The way we lead our lives these days is based on what they call hedonism. I know that the word has a negative connotation, but that is not the sense in which I am using it here. Hedonism is the principle that any decision we take in life is based on how much pain and pleasure it is going to create. If there is an excess of pleasure over pain, then it is the right decision. Although we are not considering it, the case where the recipients of the pain and pleasure are distinct individuals, nobility or selfishness is involved in the decision. So the aim of a good life is to maximize this excess of pleasure over pain. Viewed in this context, the principle of delayed satisfaction makes sense — it is one good strategy to maximize the excess.

But we have to be careful about how much to delay the satisfaction. Clearly, if we wait for too long, all the satisfaction credit we accumulate will go wasted because we may die before we have a chance to draw upon it. This realization may be behind the mantra “live in the present moment.”

Where hedonism falls short is in the fact that it fails to consider the quality of the pleasure. That is where it gets its bad connotation from. For instance, a ponzi scheme master like Madoff probably made the right decisions because they enjoyed long periods of luxurious opulence at the cost of a relatively short durations of pain in prison.

What is needed, perhaps, is another measure of the rightness of our choices. I think it is in the intrinsic quality of the choice itself. We do something because we know that it is good.

I am, of course, touching upon the vast branch of philosophy they call ethics. It is not possible to summarize it in a couple of blog posts. Nor am I qualified enough to do so. Michael Sandel, on the other hand, is eminently qualified, and you should check out his online course Justice: What is the Right Thing to Do? if interested. I just want to share my thought that there is something like the intrinsic quality of a way of life, or of choices and decisions. We all know it because it comes before our intellectual analysis. We do the right thing not so much because it gives us an excess of pleasure over pain, but we know what the right thing is and have an innate need to do it.

That, at least, is the theory. But, of late, I’m beginning to wonder whether the whole right-wrong, good-evil distinction is an elaborate ruse to keep some simple-minded folks in check, while the smarter ones keep enjoying totally hedonistic (using it with all the pejorative connotation now) pleasures of life. Why should I be good while the rest of them seem to be reveling in wall-to-wall fun? Is it my decaying internal quality talking, or am I just getting a bit smarter? I think what is confusing me, and probably you as well, is the small distance between pleasure and happiness. Doing the right thing results in happiness. Eating a good lunch results in pleasure. When Richard Feynman wrote about The Pleasure of Finding Things Out, he was probably talking about happiness. When I read that book, what I’m experiencing is probably closer to mere pleasure. Watching TV is probably pleasure. Writing this post, on the other hand, is probably closer to happiness. At least, I hope so.
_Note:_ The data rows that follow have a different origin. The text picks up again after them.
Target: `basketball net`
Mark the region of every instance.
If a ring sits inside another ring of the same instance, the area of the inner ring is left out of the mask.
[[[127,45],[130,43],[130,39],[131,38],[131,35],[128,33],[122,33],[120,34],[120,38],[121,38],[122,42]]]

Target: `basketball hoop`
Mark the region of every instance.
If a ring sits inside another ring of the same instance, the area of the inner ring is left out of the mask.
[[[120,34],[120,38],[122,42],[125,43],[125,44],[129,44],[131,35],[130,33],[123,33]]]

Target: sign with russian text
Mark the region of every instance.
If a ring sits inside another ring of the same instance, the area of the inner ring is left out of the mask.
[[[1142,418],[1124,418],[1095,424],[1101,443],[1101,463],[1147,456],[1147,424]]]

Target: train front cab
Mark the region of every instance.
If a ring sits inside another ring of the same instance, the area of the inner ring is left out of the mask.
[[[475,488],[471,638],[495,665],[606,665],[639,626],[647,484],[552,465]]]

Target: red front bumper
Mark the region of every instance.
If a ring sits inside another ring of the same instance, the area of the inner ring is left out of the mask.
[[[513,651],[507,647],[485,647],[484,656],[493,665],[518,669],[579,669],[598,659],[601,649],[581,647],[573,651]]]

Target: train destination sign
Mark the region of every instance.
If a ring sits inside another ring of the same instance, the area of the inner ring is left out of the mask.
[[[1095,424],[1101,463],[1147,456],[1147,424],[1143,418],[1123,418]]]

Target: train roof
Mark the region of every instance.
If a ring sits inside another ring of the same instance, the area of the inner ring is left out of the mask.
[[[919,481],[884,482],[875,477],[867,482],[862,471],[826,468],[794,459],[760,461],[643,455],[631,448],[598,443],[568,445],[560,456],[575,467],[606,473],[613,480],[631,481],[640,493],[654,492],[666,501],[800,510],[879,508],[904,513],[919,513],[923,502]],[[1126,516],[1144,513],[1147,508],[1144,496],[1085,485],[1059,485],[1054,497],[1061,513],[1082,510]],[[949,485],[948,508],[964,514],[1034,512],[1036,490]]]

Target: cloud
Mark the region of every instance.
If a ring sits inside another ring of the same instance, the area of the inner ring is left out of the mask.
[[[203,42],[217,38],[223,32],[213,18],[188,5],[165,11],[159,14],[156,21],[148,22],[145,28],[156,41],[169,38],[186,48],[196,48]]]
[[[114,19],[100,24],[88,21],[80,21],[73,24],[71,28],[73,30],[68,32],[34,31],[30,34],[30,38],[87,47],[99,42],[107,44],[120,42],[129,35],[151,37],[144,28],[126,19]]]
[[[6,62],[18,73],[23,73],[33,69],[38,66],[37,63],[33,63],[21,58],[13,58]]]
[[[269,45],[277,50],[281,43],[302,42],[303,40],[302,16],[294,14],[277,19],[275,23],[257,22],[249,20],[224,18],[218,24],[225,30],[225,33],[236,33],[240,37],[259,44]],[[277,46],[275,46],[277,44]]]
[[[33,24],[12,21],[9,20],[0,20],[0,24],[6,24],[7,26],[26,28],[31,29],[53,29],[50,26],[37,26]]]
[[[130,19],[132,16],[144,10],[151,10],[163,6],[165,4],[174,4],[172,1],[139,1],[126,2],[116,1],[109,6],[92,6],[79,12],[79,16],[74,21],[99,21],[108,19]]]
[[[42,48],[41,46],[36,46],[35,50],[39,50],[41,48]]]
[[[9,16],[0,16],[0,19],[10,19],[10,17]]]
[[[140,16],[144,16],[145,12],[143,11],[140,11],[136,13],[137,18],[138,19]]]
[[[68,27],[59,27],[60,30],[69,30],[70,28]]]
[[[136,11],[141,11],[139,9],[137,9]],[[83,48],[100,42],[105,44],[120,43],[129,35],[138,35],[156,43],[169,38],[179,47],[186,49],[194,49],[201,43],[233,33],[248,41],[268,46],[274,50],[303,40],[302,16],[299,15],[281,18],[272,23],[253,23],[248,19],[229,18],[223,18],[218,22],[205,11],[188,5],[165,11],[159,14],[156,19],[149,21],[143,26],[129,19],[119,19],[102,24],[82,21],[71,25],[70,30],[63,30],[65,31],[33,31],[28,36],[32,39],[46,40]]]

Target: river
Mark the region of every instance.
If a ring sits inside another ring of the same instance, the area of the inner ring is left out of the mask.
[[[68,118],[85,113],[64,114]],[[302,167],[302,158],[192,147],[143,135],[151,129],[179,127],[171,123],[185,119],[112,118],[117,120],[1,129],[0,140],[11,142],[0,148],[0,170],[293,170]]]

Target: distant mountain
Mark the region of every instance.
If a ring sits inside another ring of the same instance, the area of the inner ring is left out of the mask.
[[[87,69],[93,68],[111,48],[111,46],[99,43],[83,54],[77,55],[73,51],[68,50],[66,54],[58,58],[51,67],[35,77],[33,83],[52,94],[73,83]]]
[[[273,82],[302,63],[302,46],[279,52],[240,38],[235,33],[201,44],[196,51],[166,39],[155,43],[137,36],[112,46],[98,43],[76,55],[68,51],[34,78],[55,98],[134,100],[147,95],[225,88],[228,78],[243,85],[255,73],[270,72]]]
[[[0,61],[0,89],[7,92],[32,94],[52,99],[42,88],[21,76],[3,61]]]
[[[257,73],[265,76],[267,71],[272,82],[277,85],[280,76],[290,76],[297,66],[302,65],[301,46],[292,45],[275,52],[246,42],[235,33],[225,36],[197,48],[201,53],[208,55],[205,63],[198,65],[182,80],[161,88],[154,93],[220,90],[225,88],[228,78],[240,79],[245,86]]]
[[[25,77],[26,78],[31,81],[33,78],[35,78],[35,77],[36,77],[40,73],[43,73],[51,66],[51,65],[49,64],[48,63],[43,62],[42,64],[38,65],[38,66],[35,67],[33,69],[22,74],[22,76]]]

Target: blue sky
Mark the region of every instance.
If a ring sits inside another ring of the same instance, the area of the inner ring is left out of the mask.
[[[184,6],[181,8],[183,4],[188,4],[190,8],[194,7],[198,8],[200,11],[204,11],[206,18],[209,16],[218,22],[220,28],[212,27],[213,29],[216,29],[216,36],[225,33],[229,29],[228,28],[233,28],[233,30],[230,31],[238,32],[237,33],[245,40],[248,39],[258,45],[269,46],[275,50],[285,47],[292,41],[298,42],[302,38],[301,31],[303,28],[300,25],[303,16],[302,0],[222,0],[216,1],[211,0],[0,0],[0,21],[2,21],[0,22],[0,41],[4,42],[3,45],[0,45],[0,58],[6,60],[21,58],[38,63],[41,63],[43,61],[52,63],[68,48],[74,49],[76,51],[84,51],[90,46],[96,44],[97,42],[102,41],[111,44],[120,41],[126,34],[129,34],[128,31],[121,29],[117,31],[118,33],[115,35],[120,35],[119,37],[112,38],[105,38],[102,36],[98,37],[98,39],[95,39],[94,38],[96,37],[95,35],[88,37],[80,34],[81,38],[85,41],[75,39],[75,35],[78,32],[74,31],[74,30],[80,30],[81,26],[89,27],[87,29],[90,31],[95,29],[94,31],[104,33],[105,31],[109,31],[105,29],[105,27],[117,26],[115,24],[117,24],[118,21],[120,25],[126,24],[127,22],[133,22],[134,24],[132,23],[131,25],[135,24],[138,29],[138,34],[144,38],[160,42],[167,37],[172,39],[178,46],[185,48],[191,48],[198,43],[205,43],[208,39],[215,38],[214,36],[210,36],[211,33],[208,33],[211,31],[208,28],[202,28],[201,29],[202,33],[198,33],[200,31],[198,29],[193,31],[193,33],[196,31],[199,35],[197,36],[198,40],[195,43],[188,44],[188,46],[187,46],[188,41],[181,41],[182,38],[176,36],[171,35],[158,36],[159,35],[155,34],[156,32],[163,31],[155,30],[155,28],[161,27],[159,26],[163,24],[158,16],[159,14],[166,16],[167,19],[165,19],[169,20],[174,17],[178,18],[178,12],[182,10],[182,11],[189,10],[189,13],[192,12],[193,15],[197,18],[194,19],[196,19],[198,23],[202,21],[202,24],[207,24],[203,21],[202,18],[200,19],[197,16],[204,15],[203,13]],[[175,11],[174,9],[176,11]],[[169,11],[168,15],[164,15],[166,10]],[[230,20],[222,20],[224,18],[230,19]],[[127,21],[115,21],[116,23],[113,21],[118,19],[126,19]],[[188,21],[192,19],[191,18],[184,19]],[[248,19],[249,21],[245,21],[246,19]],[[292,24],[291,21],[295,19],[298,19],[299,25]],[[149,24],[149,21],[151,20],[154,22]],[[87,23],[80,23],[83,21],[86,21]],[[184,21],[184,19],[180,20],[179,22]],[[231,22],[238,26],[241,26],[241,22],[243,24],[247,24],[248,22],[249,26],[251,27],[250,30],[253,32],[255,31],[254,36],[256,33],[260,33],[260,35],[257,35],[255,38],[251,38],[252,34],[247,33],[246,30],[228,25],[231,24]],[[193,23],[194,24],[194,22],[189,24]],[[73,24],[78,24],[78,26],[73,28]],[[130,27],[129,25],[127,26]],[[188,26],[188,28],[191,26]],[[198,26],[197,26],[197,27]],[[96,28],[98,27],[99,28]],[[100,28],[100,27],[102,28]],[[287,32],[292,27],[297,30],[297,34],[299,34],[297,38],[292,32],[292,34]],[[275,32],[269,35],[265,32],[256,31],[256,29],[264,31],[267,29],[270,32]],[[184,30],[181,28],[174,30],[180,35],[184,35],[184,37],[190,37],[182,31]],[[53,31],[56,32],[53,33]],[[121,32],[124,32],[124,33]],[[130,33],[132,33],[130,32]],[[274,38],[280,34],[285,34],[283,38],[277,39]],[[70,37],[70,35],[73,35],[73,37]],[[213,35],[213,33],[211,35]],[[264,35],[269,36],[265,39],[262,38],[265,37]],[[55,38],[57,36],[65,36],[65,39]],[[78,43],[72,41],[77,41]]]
To come back my little story above, what could the mother say to her TV-watching son to impress upon him the wisdom of deferred satisfaction? Well, just about the only thing I can think of is the argument from hedonism saying that if the son wastes his time now watching TV, there is a very real possibility that he may not be able to afford a TV later on in life. Perhaps intrinsically good parents won’t let their children grow up into a TV-less adulthood. I suspect I would, because I believe in the intrinsic goodness of taking responsibility for one’s actions and consequences. Does that make me a bad parent? Is it the right thing to do? Need we ask anyone to tell us these things?